With no legal alternative and no real access to drug addiction treatment for addiction, or any concrete knowledge around the subject, thousands of Americans turned to other means to satisfy their newfound craving: chief among them was heroin. For a time, heroin was solely responsible for a new and growing list of overdoses, as those who struggled to find a way to keep their addiction under control took increasingly larger doses to fight tolerance, until one day, their dosage killed them.

But when fentanyl-laced heroin became popular, the massively increased potency of the drug led to a new, longer string of overdoses and Fentanyl addiction.
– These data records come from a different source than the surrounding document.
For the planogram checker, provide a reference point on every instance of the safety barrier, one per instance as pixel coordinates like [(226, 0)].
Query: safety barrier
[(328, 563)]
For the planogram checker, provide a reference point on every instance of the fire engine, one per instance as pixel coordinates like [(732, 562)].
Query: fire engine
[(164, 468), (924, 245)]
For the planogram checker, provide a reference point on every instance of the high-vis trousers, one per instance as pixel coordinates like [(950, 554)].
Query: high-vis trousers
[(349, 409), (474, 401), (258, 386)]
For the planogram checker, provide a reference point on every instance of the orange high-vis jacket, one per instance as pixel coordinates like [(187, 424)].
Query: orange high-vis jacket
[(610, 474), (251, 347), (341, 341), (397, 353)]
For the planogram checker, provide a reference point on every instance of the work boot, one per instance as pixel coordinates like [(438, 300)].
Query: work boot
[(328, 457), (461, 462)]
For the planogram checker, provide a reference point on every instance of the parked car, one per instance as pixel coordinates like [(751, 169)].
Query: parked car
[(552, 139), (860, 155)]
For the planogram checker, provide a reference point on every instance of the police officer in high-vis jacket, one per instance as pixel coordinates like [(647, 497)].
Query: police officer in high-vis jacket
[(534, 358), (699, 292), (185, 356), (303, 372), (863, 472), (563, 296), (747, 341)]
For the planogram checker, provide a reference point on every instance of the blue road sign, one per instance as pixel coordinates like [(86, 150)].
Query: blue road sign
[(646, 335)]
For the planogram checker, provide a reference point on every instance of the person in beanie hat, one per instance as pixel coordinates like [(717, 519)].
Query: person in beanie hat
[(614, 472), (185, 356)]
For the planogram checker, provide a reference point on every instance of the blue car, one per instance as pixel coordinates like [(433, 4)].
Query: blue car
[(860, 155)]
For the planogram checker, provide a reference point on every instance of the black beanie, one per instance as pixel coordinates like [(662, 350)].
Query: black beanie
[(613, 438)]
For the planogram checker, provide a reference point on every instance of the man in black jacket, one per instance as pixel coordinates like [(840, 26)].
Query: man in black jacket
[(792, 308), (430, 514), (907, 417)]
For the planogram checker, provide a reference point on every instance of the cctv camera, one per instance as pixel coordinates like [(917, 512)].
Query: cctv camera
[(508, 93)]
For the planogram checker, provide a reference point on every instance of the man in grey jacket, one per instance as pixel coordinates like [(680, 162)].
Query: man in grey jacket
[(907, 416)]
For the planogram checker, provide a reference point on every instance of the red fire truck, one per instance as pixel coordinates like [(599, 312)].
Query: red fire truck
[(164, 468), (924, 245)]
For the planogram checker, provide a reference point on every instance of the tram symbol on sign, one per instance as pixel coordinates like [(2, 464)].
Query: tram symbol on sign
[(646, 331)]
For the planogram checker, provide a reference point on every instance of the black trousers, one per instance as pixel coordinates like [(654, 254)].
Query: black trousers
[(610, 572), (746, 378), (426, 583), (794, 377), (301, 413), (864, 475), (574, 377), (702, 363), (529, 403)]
There is no simple solution to Fentanyl addiction – not now, decades after the problem has grown and evolved. But there are measures we can all take to slow, and eventually stop the problem, and they start with education and awareness. No one wants to die from an overdose, and no one wants their life to turn into an endless cycle of withdrawal and blurry euphoria. People need to understand that there are ways to find help for Fentanyl addiction, and that they work. A Los Angeles sober living is a good place to recovery from addiction.

Despite the growth in Fentanyl addiction overdoses over the past few years, a miniscule percentage of Americans actively seek treatment for their Fentanyl addiction or other drug addictions. Healthcare costs are partially to blame, making treatment often unfeasible for those in low-income households. In many other cases, the shame and stigma attached to addiction deters people from admitting their Fentanyl addiction problem and seeking help. But through friends, family, and community leadership, drug addiction can be tackled in a constructive way to lead to less deaths and better recovery.